Getting ~525khash/s with settings: -l Z12x24 on latest commit x64.
Getting ~432khash/s with settings: -l T12x24 on 12-18-2013 x64.
I'd definately say the nVidia guy did a good job

That's some good data. Thanks for testing!
Here are my results
[2014-01-23 00:42:52] GPU #0: GeForce GTX 780 Ti with compute capability 3.5
[2014-01-23 00:42:52] GPU #0: interactive: 0, tex-cache: 0 , single-alloc: 1
[2014-01-23 00:42:52] GPU #0: 32 hashes 4.0 MB per warp.
[2014-01-23 00:42:52] GPU #0: using launch configuration Z15x24
[2014-01-23 00:49:17] GPU #0: GeForce GTX 780 Ti, 626.61 khash/s
[2014-01-23 00:49:59] GPU #0: GeForce GTX 780 Ti, 626.99 khash/s
I think the machine delivered 530 kHash/s per card before my scrypt-jane additions to the T kernel.

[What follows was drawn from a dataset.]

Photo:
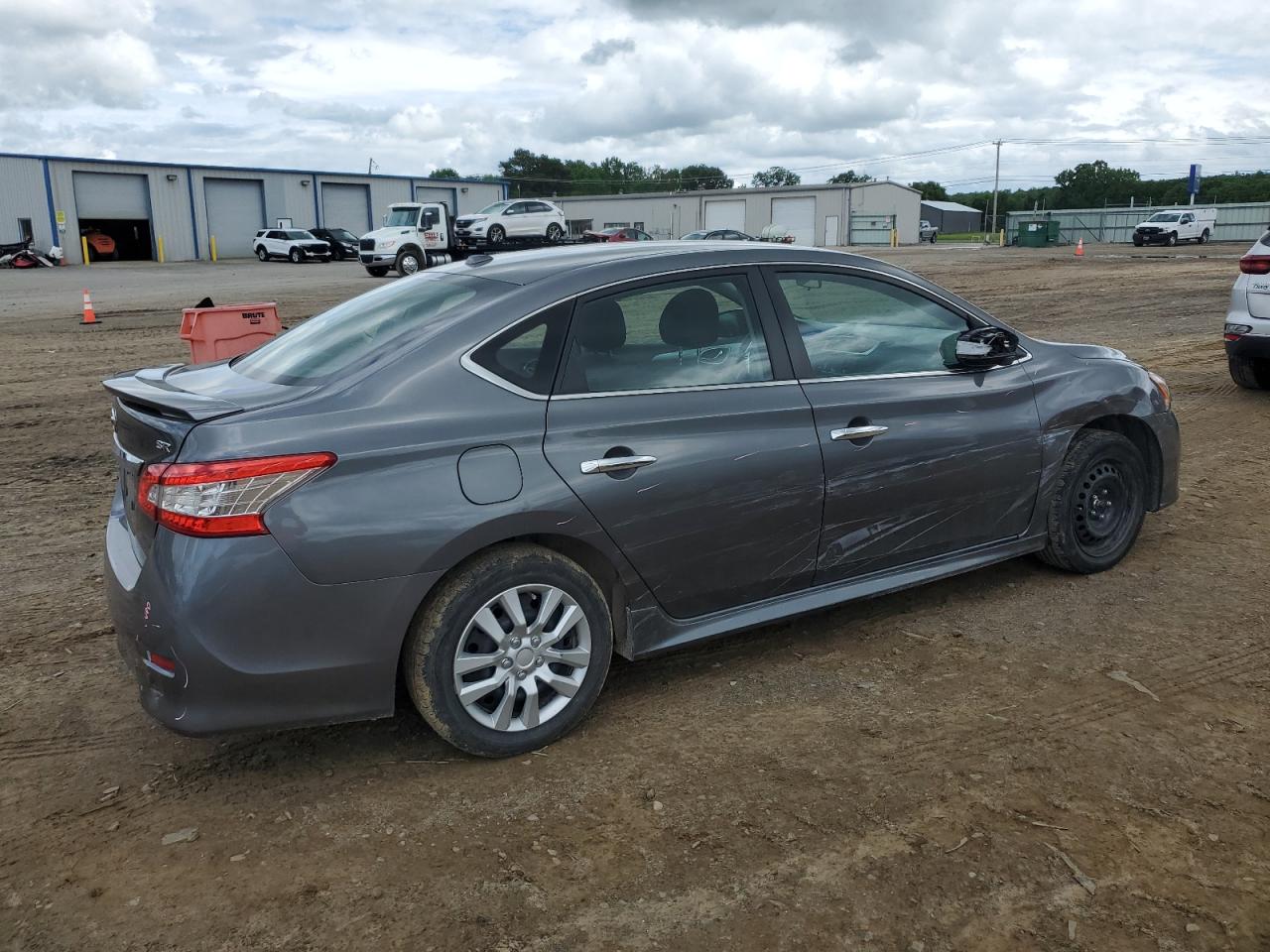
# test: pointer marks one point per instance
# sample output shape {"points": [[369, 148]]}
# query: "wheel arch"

So the net gain is nearly 100 kHash/s for me.
My 1.6 MHash/s scrypt mining rig just became a 1.88 MHash/s scrypt rig !
I take back what I said about "marginal improvements over David Andersen's work".

I will let it run on middlecoin for the night to see if I can still leech some good coins off the DOGE craze that has been going on.